In einer Feuerpause - die Amerikaner hielten die Stunde des Mittagessens streng und verlässlich ein - kam von Hannover das Mädchen Lissy dahergeradelt. Lissy liebte einen unserer Geschützführer. Liebe gibt den Frauen übernatürliche Kräfte. Lissy brachte bemerkenswerte Nachrichten mit. Wir holten den Batterie-Chef herbei. Wir sahen es seinem Gesicht an, dass er nunmehr begriff, weshalb er weder von der Abteilung noch vom Regiment noch von der Brigade etwas zu hören oder zu lesen bekam. Es gab keine Brigade, kein Regiment, keine Abteilung mehr. Die Amerikaner waren von Westen her in Hannover eingedrungen und standen schon in den nördlichen Vororten. Wenn wir am Kriegsgeschehen noch teilnehmen wollten, dann verblieb uns nur der schleunigste Rückzug aus unserer Igelstellung. Eine schmale Lücke schien es noch zu geben, durch die wir uns nach Osten absetzen konnten. Der Chef öffnete den für solche Umstände vorgesehenen Umschlag mit dem Geheimbefehl. Die Kinnlade fiel ihm fast bis zum Verdienstkreuz an seiner Brust herunter [S.9].

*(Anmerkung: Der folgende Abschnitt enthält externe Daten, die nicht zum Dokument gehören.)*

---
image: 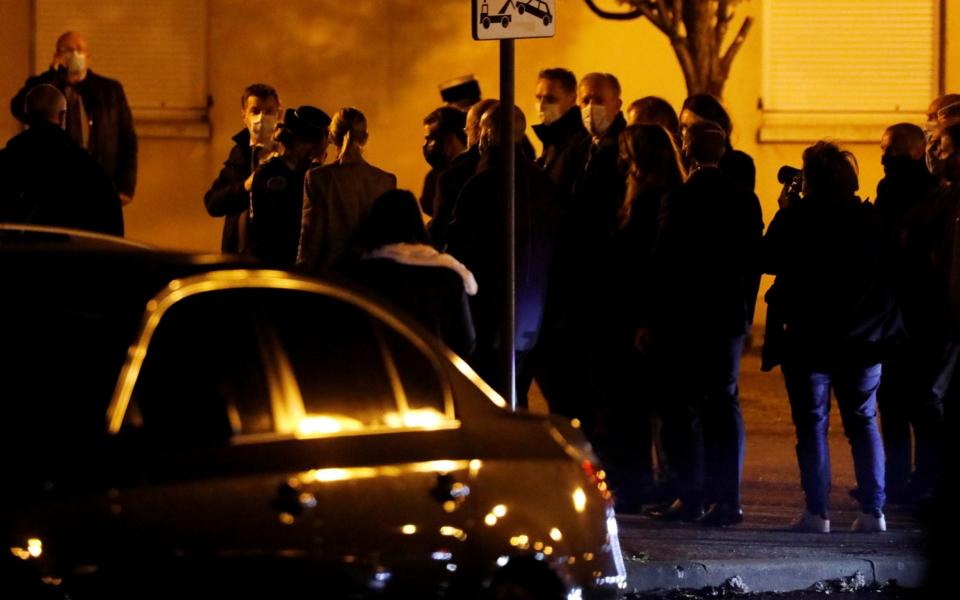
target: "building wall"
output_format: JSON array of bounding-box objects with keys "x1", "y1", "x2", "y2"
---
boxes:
[{"x1": 0, "y1": 0, "x2": 960, "y2": 314}]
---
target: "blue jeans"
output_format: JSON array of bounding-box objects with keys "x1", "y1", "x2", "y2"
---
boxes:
[{"x1": 782, "y1": 362, "x2": 886, "y2": 514}]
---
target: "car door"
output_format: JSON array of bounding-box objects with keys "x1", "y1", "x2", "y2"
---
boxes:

[Die letzte Mahlzeit vor der Kapitulation - zwei Schweine werden geschlachtet]
Er befahl, unverzüglich die beiden Batterie-Schweine zu schlachten. Er zauberte auch eine Kiste Cognac herbei. Wir waren erschüttert. Das Ende der Welt musste nahe sein. Wir setzten uns nieder zum Festessen. Für viele Mitglieder der Batterie war dies die letzte gute Mahlzeit ihres Lebens, für die anderen die letzte Mahlzeit, bei der sie sich satt assen, bevor der Hunger begann. Wir stopften das Fleisch in uns hinein wie die Eskimos an der Melville-Bay, wenn sie nach langem Winterhunger beim Eisbruch ein paar Seehunde gefangen haben. Dazu tranken wir reichlich Schnaps, um nicht an Gallenkolik zu sterben, falls uns der Heldentod erspart bleiben sollte. Ohne dass einer davon sprach, wir wussten es, der Krieg war in wenigen Stunden zu Ende. Wie und wo für jeden von uns, das war die einzige Frage.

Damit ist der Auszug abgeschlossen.